# Coaxial cable problem



## seaox67 (Apr 6, 2007)

Hi I have directv and one of my receivers has just gone dead. I switched recivers around and they both work. So I would assume that I have a problem with the line from the sat dish to receiver? How can I confirm that and is it best just to run a new line or is there an easier fix.
I'd rather try to fix cause the line is about 300 feet long!

thanks


----------



## Sammy (Mar 11, 2007)

Should be regular coaxial cable on your run just like for cable tv. 

You could take a receiver and small tv to the dish and use a known good short piece of cable to hook to the dish and see if you get a signal. 

Or you can disconnect both ends of your run, take an ohmmeter and measure between the center cable conductor and the outer shield. 
You should get an "open" or no resistance at all which would tell you that the cable is not shorted. 
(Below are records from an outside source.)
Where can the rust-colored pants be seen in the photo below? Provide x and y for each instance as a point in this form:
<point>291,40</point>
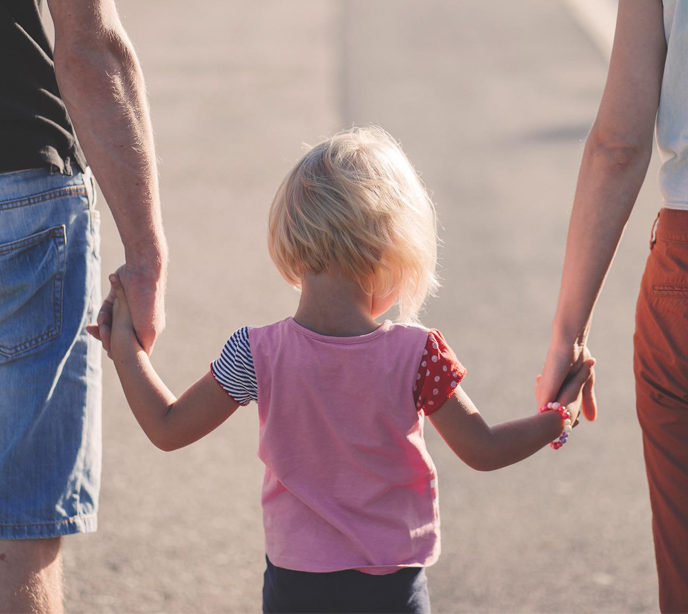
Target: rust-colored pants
<point>661,375</point>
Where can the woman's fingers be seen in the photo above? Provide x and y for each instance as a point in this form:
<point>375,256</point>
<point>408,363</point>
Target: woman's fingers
<point>589,402</point>
<point>572,388</point>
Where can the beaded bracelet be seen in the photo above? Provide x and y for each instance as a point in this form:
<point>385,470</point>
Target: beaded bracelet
<point>566,419</point>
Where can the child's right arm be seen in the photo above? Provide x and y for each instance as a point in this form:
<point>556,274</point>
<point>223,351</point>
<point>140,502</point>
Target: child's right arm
<point>486,448</point>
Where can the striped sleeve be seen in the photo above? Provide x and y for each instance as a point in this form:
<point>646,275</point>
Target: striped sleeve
<point>234,369</point>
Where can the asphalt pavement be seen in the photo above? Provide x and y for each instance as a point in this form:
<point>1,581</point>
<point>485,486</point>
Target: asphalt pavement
<point>492,102</point>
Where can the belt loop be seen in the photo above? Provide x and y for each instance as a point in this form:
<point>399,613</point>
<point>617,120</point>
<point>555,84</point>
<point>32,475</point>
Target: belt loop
<point>653,234</point>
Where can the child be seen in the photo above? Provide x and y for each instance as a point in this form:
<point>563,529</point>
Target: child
<point>350,492</point>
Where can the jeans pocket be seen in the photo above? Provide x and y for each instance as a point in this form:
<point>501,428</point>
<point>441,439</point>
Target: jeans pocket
<point>31,286</point>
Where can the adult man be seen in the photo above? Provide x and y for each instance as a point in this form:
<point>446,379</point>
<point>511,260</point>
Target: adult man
<point>49,271</point>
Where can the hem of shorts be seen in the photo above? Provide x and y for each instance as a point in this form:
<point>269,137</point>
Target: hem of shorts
<point>46,530</point>
<point>304,567</point>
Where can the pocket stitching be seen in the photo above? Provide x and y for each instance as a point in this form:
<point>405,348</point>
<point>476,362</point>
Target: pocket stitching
<point>59,237</point>
<point>44,196</point>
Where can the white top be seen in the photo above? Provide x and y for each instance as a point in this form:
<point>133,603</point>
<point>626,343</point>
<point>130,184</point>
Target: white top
<point>672,119</point>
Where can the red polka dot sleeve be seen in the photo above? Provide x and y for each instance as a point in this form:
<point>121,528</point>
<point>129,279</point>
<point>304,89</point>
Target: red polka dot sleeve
<point>439,374</point>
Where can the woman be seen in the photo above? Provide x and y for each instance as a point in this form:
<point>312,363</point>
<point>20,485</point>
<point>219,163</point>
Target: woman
<point>647,81</point>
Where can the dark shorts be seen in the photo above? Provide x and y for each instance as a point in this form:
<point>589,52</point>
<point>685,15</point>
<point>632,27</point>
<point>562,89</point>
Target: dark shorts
<point>345,592</point>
If this checks out o.k. then take a piece of aluminum foil and wad it in one end of the cable to intentionally "short" between the center conductor and the outer shield. Then go to the other end of the cable and measure for resistance. You should get resistance.. If you dont, it would point to a broken center conductor in the cable. 

If thats the case, you can play the odds and go to the center of the cable and cut it, then repeat the above tests until you locate the bad section of cable. Splice in a new section with some connectors and your done.


----------